New SEC policy requires companies to self-report FCPA violations in order to be eligible for deferred prosecution agreements and non-prosecution agreements.

On November 17, the US Securities and Exchange Commission (SEC) announced that companies subject to Foreign Corrupt Practices Act (FCPA) enforcement actions would need to self-report their potential misconduct to be eligible for deferred prosecution agreements (DPAs) and non-prosecution agreements (NPAs). SEC Enforcement Director Andrew Ceresney revealed the policy change in his remarks at the American Conference Institute’s 32nd Annual FCPA Conference, citing “the importance of self-reporting to our FCPA investigations” and the SEC’s intention to “encourage self-reporting of violations through our cooperation program” and “incentivize firms to promptly report FCPA misconduct to the SEC.”

While the new policy requires companies to self-report in order to be eligible for DPAs and NPAs, Ceresny made it clear that self-reporting will not guarantee such resolutions. According to Ceresney, “[d]eterminations of how much credit to give an entity for cooperation, including whether to take the extraordinary step of entering into a DPA or NPA, are made by evaluating the broad factors set out by the [SEC] in the Seaboard report,” which include factors like self-policing, remediation, and cooperation with law enforcement authorities.[1]

Requiring companies to self-report FCPA violations in order to be eligible for DPAs and NPAs is consistent with the SEC’s past enforcement practices. The SEC has resolved three FCPA enforcement actions by DPA or NPA—PBSJ Corporation (DPA, 2015), Ralph Lauren Corporation (NPA, 2013), and Tenaris, S.A. (DPA, 2011)—and each of the companies was publicly recognized for self-reporting and cooperating with the SEC.

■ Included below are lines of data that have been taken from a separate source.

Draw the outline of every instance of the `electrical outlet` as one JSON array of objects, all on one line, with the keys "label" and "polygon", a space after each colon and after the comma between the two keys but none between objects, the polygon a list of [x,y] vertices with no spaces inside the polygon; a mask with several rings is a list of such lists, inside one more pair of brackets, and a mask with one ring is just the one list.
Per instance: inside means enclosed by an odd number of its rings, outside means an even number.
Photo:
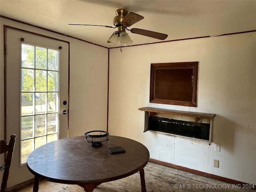
[{"label": "electrical outlet", "polygon": [[220,161],[219,161],[218,160],[214,160],[214,167],[216,167],[217,168],[218,168],[219,162],[220,162]]},{"label": "electrical outlet", "polygon": [[215,144],[215,146],[214,148],[214,151],[220,151],[220,144]]}]

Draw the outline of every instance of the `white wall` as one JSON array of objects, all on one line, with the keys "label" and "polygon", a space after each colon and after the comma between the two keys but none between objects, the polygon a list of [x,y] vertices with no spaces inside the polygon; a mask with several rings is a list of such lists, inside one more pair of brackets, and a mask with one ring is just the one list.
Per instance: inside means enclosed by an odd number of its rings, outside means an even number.
[{"label": "white wall", "polygon": [[[108,49],[1,18],[0,128],[4,138],[3,25],[70,42],[70,136],[106,129]],[[256,33],[110,50],[109,132],[134,139],[150,158],[256,184]],[[149,103],[150,64],[199,61],[198,107]],[[150,106],[215,113],[213,143],[143,133]],[[214,151],[214,143],[220,144]],[[220,168],[213,160],[220,160]]]},{"label": "white wall", "polygon": [[[256,44],[251,32],[111,49],[110,134],[141,142],[152,158],[256,184]],[[190,61],[199,62],[197,107],[149,103],[150,63]],[[216,114],[213,143],[143,133],[145,106]]]}]

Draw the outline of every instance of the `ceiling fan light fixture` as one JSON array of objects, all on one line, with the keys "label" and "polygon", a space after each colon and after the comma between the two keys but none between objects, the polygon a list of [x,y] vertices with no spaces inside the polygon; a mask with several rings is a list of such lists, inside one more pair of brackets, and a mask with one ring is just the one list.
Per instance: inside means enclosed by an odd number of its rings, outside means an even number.
[{"label": "ceiling fan light fixture", "polygon": [[113,43],[115,45],[117,45],[119,40],[119,37],[117,34],[112,35],[108,40],[108,41]]},{"label": "ceiling fan light fixture", "polygon": [[129,45],[132,44],[133,42],[131,39],[130,36],[125,31],[122,31],[119,35],[119,41],[122,44],[126,44]]}]

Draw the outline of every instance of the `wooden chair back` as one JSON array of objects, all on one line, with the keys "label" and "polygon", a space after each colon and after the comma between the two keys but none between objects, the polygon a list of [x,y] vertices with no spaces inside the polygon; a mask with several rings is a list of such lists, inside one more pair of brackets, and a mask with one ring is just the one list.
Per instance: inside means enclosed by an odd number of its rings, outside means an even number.
[{"label": "wooden chair back", "polygon": [[10,167],[12,164],[12,154],[15,145],[15,138],[16,135],[12,134],[11,135],[11,138],[10,140],[9,144],[7,144],[5,140],[1,140],[0,146],[0,151],[1,154],[2,153],[7,152],[6,156],[6,160],[5,164],[1,166],[1,170],[4,170],[4,174],[3,175],[3,179],[1,185],[1,191],[0,192],[6,192],[7,187],[7,181],[9,176],[9,171]]}]

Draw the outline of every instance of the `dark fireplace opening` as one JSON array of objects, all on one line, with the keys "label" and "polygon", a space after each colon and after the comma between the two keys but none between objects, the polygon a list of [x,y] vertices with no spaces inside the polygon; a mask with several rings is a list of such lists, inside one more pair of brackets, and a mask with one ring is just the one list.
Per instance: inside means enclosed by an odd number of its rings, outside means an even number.
[{"label": "dark fireplace opening", "polygon": [[210,124],[151,116],[148,130],[191,138],[209,140]]}]

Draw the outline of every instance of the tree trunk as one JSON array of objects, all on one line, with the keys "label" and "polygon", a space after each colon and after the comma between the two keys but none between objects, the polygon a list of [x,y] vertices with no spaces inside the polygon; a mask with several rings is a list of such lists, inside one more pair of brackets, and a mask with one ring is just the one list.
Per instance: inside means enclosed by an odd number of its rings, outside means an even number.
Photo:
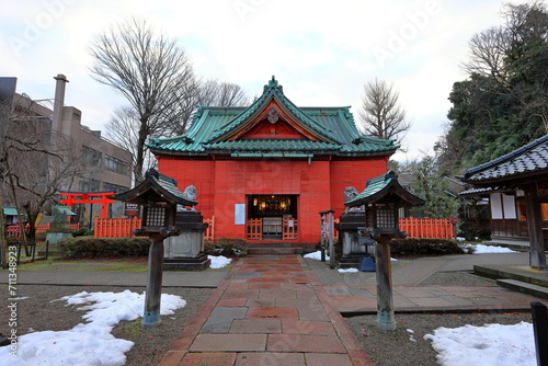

In the PBSJ Corporation enforcement action, which was resolved by a DPA last January, the Florida-based engineering and construction firm “self-reported the violations to the SEC, took immediate steps to end the misconduct, and fully cooperated with the investigation, including voluntarily making foreign witnesses available for interviews and providing factual chronologies, timelines, internal summaries, and full forensic images to the SEC.”[2] In the Ralph Lauren Corporationenforcement action, which marked the SEC’s first ever FCPA NPA, the SEC recognized the American luxury goods designer’s “prompt reporting of the violations on its own initiative, the completeness of the information it provided, and its extensive, thorough, and real-time cooperation with the SEC’s investigation.”[3] Finally, in the Tenaris, S.A. enforcement action—the SEC’s first-ever resolution by DPA—the SEC cited the Luxemburg-based steel pipe manufacturer’s “immediate self-reporting, thorough internal investigation, [and] full cooperation with SEC staff.”[4]

According to Ceresney, the cooperation in these enforcement actions offers a “blueprint” for the “kind of cooperation and remediation efforts [that] are required to maximize the benefits of the SEC’s cooperation program.”[5]

Moving forward, companies confronted with the question of whether to self-report an FCPA violation should carefully consider the SEC’s new policy, because without self-disclosure, the SEC will not recommend a DPA or NPA.